Instagram -->

13 November, 2012

Ters-evcilleştirme

     Geçenlerde visual stimuli topladığım sitelerden birinde görmüştüm o büyük cümleyi: 

"You are eternally responsbile for what you tame." (Evcilleştirdiğin şey için sonsuza dek sorumlusundur.)


     Aklıma ilk gelen, kediler, köpekler, aslanlar, kuşlar değil çocuklar oldu. Doğdukları günden itibaren sıkı bir evcilleştirilme politikasına maruz kalan bu küçük insanlardan sonsuza kadar sorumlu olan, hatta bundan haz duyan ebeveyinleri düşündüm.
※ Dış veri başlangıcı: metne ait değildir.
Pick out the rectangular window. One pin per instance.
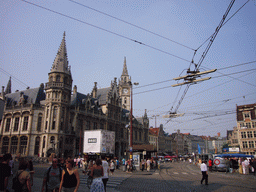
(53, 125)
(87, 125)
(246, 115)
(251, 144)
(243, 135)
(16, 124)
(39, 123)
(249, 134)
(7, 125)
(46, 124)
(245, 144)
(94, 125)
(25, 123)
(248, 125)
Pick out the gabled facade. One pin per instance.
(53, 117)
(246, 128)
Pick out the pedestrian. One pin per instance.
(245, 166)
(142, 165)
(52, 177)
(227, 163)
(231, 165)
(75, 162)
(117, 164)
(96, 174)
(5, 172)
(78, 161)
(148, 165)
(204, 173)
(23, 177)
(254, 166)
(105, 171)
(210, 165)
(70, 178)
(112, 167)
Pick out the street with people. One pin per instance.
(172, 176)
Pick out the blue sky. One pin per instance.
(30, 37)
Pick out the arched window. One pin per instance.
(39, 122)
(37, 145)
(57, 78)
(23, 145)
(44, 142)
(52, 140)
(5, 145)
(14, 144)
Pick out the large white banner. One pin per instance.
(99, 141)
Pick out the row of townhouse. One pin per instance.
(243, 136)
(184, 143)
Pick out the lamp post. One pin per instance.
(131, 135)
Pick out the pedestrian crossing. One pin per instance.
(113, 181)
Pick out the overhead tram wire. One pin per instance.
(223, 24)
(250, 70)
(111, 32)
(197, 66)
(131, 24)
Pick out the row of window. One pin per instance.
(16, 124)
(248, 144)
(248, 134)
(14, 141)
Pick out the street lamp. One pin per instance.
(131, 135)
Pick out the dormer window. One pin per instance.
(247, 115)
(57, 78)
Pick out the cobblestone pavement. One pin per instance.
(173, 177)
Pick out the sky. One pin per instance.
(158, 39)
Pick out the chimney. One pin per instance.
(74, 90)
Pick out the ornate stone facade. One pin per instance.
(53, 118)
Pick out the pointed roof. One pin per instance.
(8, 88)
(60, 63)
(125, 71)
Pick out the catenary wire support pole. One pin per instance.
(191, 76)
(131, 117)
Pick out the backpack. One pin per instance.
(48, 175)
(16, 185)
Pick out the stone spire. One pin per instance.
(8, 88)
(125, 71)
(60, 63)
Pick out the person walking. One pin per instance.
(210, 165)
(227, 162)
(254, 166)
(148, 164)
(96, 174)
(24, 177)
(5, 172)
(52, 177)
(105, 171)
(70, 180)
(204, 173)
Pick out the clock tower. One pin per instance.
(125, 88)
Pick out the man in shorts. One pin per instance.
(52, 177)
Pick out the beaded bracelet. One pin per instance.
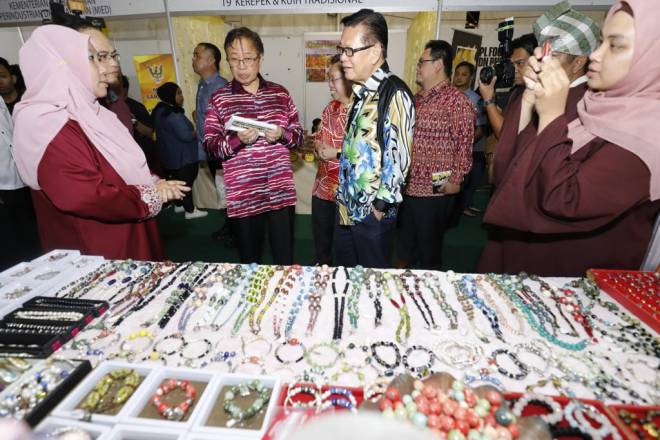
(571, 374)
(251, 360)
(172, 352)
(178, 412)
(390, 367)
(313, 350)
(376, 389)
(354, 347)
(419, 370)
(309, 389)
(190, 360)
(574, 413)
(347, 399)
(244, 389)
(524, 371)
(459, 355)
(293, 343)
(345, 370)
(555, 415)
(244, 345)
(128, 351)
(538, 348)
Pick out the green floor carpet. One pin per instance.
(187, 240)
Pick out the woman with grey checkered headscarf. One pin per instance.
(583, 192)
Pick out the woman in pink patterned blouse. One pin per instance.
(328, 141)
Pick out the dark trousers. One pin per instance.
(474, 178)
(188, 174)
(368, 243)
(323, 228)
(18, 228)
(250, 233)
(422, 225)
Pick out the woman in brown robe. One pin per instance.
(584, 193)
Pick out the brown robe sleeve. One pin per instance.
(546, 189)
(70, 177)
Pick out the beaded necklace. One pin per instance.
(255, 324)
(358, 280)
(375, 294)
(509, 286)
(432, 282)
(466, 305)
(404, 315)
(286, 285)
(415, 292)
(255, 286)
(230, 280)
(340, 298)
(321, 278)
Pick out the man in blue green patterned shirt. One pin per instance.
(375, 157)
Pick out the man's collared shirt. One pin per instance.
(9, 177)
(367, 172)
(205, 88)
(444, 132)
(258, 177)
(482, 117)
(331, 132)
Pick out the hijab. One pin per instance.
(56, 67)
(627, 114)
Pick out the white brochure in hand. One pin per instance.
(239, 123)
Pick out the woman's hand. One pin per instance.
(551, 92)
(249, 136)
(326, 152)
(274, 135)
(169, 190)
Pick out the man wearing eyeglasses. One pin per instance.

Görevlerinin kucaklarına düşen bu minik insanları evcilleştirmek olduğunu zanneden anne babalar. 


    Gerek yaptırım gerekse koşullandırma ile evcilleşişimizi hatılardım. Defalarca tekrarlanan "çıplak ayak dolaşma, hasta olacaksın"lardan tutun, "tabağındaki bütün yemekler bitmeden tatlı yok"lara kadar hatırlamaya başladım kendi evcilleştirilme sürecemi. Sonra da bütün öğrendiklerimi unutmaya niyetlendim. Kendimi, kendim evcilleştirmeye karar verdim. Kendi hakikatlerimi kendim yaratmayı hayal ettim.


     Çok da zor birşeymiş bu ya. Ashtanga hocalarımda Nicolaj söylediğinde inanmak istememiştim: "Birşeyi öğrenmek 100, öğrendigin bir şeyi ters-öğrenmek 1000 tekrar gerektirir." diye. Meğersem yumuşatarak söylermiş gerçekleri. 1000 değil bazen 10000 tekrar gerekirmiş bazı şeyleri ters-öğrenmek için. Mesela "insanın para kazanması için çok çalışması lazım." 



    Ve gerçek 'büyümek' şimdi başladı.



     İnsanın kendi sorumluluğunu almasıymış büyümesi. Anneyi, babayı, toplumu, havayı, suyu, uçan kuşu, yürüyen böceği suçlamak yerine, kendinde bulmasıymış hatayı. Ters-evcilleştirmesiymiş bireyin kendisini. Kendi kendinin elinden tutup, doğduğundan bu yana tüm öğretinlenleri unutup, 'kendi'ni öğrenmeye adım atmasıymış büyümek. Çıplak ayak dolaşınca hasta olunmazmış, para cok kolay kazanılırmış. 


     İnsanın sadece kendine güvenmeye başlamasıymış asıl büyümek. Her kararın sonucunu, iyi ya da kötü, sevgiyle kucaklamasıymış. Ne de olsa karar benden çıktı. Daha yeni öğreniyor ablası, daha ilk adımlar bunlar. Sık sık kaybolup, anne baba diye ağlayası gelse de, kendini kucaklamasıymış insanin büyümesi. Zor bir şeymis.


     Büyümekten artık korkmuyorum. Nitekim büyümek, saçma sapan sorumluluklar alıp onların üstesinden gelmek değilmiş. Kariyer yapmak, aile kurmak, çocuk büyütmek değilmiş.


     Hergün kendi küçük elimi tutarak başlıyorum güne. Hadi bakalım Meyhayat, gel bir de bu yoldan yürüyelim. Çıplak ayak yürüyelim. Bakalım hasta olacağımıza hala inanıyor muyuz? Unutmaya başlayalım ki kendimizi hatırlayabilelim. 


    Kadehimi kendini hatırlamaya çıkanlara kaldırıyorum. Umarım yollarımız kesişir birgün. Nitekim sizin yolunuzu da cok merak ediyorum.